Well, I’ve been asked this question a couple of times. My reply’s always been in the negative but each and every time, the question has surely made me think. Why should I blog? Or rather why do people blog? Logic instantly provides the following answers:

  • To air one’s opinions.
  • To have a living identity online, which is more than a profile and less than a website.
  • To solicit feedback or bounce thoughts off an open audience

Each time that I’ve thought about this, I couldn’t relate with any of these reasons enough to start blogging. But last week, I was discussing this with a friend at work. When I asked her the same question, the reply was something I could instantly identify with. She said writing maintaining a Blog is like maintaining a diary; you write to capture your thoughts and feelings. The only difference between the traditional diary and the new-age Blog is that a diary is private and a Blog essentially is public, though you could very well write some things and not make them public.

That made sense but it got me thinking on another level. The purpose of writing is to communicate, so then why do people write diaries? Anyone who’s ever maintained a diary would vouch for the fact that putting something down on paper relieves you instantly. Why is it so? Does it have something to do with the fact that when we’re carrying out a complex thinking process, we find that it helps to scribble on a paper or white board. People who design (mechanical parts or devices or software) often find that simple tools like a pen and a paper aid the thought process. More often that not, people don’t put down sentences or bullet points when they’re thinking, rather they draw shapes and diagrams.

Closer to the work area, we often see that when you get people into a room to brainstorm, a lot of interesting ideas come up. And brainstorming is most effective when everyone sticks by the thumb rule: when you get an idea, state it immediately, don’t validate and re-validate it. This may have something do with the fact that it’s the nature of creative ideas to pop up unexpected and not seem feasible at first sight. Once you stop questioning their feasibility, the approach starts becoming clearer. Probably, that’s why creative thinking is called thinking out-of-the-box. So, Writing or expressing yourself surely helps you think clearly.

Last month, I had the opportunity to attend Steve Bender’s Project Management Plus workshop. Once of the work-management techniques discussed in the workshop was a best practice of recording notes (whether in writing or talking to a Dictaphone) at the end of the day. You can then read/listen to previous day’s notes before you start your next day.
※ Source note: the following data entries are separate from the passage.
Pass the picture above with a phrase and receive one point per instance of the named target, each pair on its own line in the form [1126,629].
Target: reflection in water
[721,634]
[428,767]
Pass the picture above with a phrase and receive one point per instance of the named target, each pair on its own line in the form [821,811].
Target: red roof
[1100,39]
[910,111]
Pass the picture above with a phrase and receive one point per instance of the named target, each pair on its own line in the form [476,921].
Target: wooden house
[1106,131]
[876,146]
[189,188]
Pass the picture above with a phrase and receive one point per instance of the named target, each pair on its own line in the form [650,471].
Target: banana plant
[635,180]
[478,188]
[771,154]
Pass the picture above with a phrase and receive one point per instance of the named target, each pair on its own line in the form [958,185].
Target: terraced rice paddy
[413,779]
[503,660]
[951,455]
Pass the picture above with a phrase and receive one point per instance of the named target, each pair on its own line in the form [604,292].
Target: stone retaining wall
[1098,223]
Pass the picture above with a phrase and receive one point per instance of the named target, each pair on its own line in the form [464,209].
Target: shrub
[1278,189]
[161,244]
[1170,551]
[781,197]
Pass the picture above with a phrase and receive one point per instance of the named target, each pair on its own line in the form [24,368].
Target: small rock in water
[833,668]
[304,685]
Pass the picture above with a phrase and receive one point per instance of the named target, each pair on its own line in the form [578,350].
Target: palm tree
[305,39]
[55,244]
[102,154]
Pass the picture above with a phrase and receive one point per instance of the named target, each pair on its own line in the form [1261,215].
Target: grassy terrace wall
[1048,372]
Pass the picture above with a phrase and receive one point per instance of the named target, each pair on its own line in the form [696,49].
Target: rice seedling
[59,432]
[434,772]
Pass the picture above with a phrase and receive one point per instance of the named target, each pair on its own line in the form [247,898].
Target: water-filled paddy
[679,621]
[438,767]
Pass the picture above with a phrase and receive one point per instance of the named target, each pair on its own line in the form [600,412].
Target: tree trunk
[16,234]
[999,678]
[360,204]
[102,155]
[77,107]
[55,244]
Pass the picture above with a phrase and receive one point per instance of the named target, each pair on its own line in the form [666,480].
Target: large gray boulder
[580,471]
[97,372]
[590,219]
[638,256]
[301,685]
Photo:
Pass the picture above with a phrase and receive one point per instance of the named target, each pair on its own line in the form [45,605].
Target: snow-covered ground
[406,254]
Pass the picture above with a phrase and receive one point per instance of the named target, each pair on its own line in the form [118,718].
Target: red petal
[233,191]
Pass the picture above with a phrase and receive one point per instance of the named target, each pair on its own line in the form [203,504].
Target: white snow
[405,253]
This, according to Steve, helps on two accounts:

  1. It helps you download your thoughts before your get home. So you tend to stop thinking about work problems after you’ve downloaded them.
  2. Most of the time, when you’re persisting your mental state and reloading it the next morning, you get fresh ideas and solutions.

Another practice which works on the same lines is talking to someone about a problem, you feel light even if that someone has no idea of the complete picture. The person listening just has to be a good listener and the conversation almost always has a relieving effect on the person talking. The age old saying “Baat karne se dil ka bojh halka hota hai” (You tend to feel light if you talk to someone about a problem)So expression, it seems, in whatever form it manifests, helps you see things in perspective and aids clarity of thought. So I’m convinced now, ‘cos these things do make sense.

The Fat Man shall talk and maybe he’ll become lighter in the process :D!